In 1986, apparently not put off by any of this, the business lobby decide they want a piece of the action once again, and start building their own goat. From then onwards, some years, there are two goats. That just means there are twice as many goats to burn.
By 1988 the burning of the goat has become such a tradition that, a thousand miles away in England, people are placing bets on when it will go up in smoke. In 1998 there’s a major blizzard on the night of 11 December, and the volunteer guards go to get some coffee on the assumption that you can’t burn a goat in a snowstorm. This assumption turns out to be wrong.
The remains of the goat. 12 December, 1998. Image: Wikimedia Commons.

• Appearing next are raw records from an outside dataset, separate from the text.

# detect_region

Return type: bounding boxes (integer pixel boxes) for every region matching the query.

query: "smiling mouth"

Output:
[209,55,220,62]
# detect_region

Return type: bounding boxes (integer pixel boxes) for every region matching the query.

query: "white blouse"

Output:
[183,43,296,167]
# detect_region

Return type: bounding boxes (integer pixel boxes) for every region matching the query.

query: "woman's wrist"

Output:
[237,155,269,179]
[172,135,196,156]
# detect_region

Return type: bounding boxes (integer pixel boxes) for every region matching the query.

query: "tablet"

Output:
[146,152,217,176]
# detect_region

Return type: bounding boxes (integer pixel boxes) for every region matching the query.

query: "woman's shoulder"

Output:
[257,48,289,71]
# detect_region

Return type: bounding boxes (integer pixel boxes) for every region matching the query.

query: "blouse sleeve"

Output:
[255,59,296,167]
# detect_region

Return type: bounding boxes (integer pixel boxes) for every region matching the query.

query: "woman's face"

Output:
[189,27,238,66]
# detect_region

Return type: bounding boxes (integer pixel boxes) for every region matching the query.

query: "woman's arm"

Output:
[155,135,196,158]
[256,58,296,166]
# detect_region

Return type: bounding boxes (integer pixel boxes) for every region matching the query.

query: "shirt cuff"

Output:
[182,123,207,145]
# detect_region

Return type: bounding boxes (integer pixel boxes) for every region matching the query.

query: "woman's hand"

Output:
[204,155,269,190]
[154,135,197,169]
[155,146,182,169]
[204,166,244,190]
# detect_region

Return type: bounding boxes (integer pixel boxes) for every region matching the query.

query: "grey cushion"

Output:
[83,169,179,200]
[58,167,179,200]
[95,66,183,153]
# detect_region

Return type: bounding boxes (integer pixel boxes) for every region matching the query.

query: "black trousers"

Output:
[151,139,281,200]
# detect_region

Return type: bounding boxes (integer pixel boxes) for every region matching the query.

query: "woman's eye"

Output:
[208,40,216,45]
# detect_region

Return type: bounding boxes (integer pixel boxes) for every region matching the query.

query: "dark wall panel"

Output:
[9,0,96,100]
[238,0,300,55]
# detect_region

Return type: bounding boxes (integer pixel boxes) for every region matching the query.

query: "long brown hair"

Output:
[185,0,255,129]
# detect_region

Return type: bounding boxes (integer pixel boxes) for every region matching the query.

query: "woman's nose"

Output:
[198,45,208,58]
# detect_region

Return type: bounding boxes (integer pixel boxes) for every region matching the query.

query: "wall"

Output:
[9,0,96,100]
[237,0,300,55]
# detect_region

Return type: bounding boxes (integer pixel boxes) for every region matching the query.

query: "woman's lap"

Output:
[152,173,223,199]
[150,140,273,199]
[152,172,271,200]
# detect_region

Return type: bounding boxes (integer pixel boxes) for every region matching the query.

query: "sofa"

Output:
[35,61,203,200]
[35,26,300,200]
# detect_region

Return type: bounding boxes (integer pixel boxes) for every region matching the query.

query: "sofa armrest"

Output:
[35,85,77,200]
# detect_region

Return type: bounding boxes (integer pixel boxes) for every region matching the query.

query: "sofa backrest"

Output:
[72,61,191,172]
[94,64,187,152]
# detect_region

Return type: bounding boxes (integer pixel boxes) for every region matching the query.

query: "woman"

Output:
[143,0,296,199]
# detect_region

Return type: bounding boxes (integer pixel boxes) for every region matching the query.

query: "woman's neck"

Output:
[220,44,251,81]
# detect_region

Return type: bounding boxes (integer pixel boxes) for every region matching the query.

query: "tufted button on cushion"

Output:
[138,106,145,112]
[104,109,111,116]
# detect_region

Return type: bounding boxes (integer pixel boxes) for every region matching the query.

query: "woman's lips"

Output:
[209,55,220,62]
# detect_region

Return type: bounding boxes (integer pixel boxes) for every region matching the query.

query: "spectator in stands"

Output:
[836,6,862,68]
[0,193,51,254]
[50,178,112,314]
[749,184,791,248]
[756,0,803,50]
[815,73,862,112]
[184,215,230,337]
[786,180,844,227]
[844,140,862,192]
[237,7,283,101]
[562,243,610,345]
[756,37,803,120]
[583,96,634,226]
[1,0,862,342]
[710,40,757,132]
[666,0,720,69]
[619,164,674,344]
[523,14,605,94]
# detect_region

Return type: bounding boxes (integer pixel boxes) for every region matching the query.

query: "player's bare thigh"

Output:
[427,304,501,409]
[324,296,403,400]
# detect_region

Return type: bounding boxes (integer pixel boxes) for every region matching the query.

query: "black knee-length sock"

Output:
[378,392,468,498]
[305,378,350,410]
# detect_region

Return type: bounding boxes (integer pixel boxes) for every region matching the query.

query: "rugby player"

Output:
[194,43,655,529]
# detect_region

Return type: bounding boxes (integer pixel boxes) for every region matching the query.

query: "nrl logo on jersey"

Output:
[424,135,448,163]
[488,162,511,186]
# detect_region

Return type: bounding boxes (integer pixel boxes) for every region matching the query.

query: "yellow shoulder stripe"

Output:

In 2001, a guy from Cleveland Ohio, who’s only in the country for three weeks, burns the goat again, because he thinks it’s part of the tradition, and it’s worth quoting Wikipedia once again on this:
The court confiscated Jones’s cigarette lighter with the argument that he clearly was not able to handle it. Jones stated in court that he was no “goat-burner”, and believed that he was taking part in a completely legal goat-burning tradition.
In 2005 the goat is burned by two guys, one dressed as Santa and the other as the gingerbread man. By 2006 they’re storing the goat in a secret location. They need a secret location for their giant straw goat.
In 2013, they soaked the goat in an anti-flammable liquid. Guess what happened on 21 December?
In all, something like half the goats built in Gävle since the tradition began have burnt down. Another chunk have been destroyed in some other way. The survival rate for these things is barely one in three.
On, and in 1968 a couple had sex in it, but apparently that time it survived.
There are two lessons here. One is that festive traditions are pretty mutable. The Gävle authorities think the tradition is erecting the giant Yule Goat. Everyone else thinks the tradition is trying to set fire to it. Both these traditions have co-existed happily, sort of, for nearly half a century.
The other lesson is that people really like setting fire to goats.
For those who are interested in the fate of the goat this year, the authorities have helpfully set up the Gavlebocken Twitter feed. "I’m the biggest straw goat in the world," it says. "Follow my struggle to survive arson attacks."
At time of writing, the goat is still there.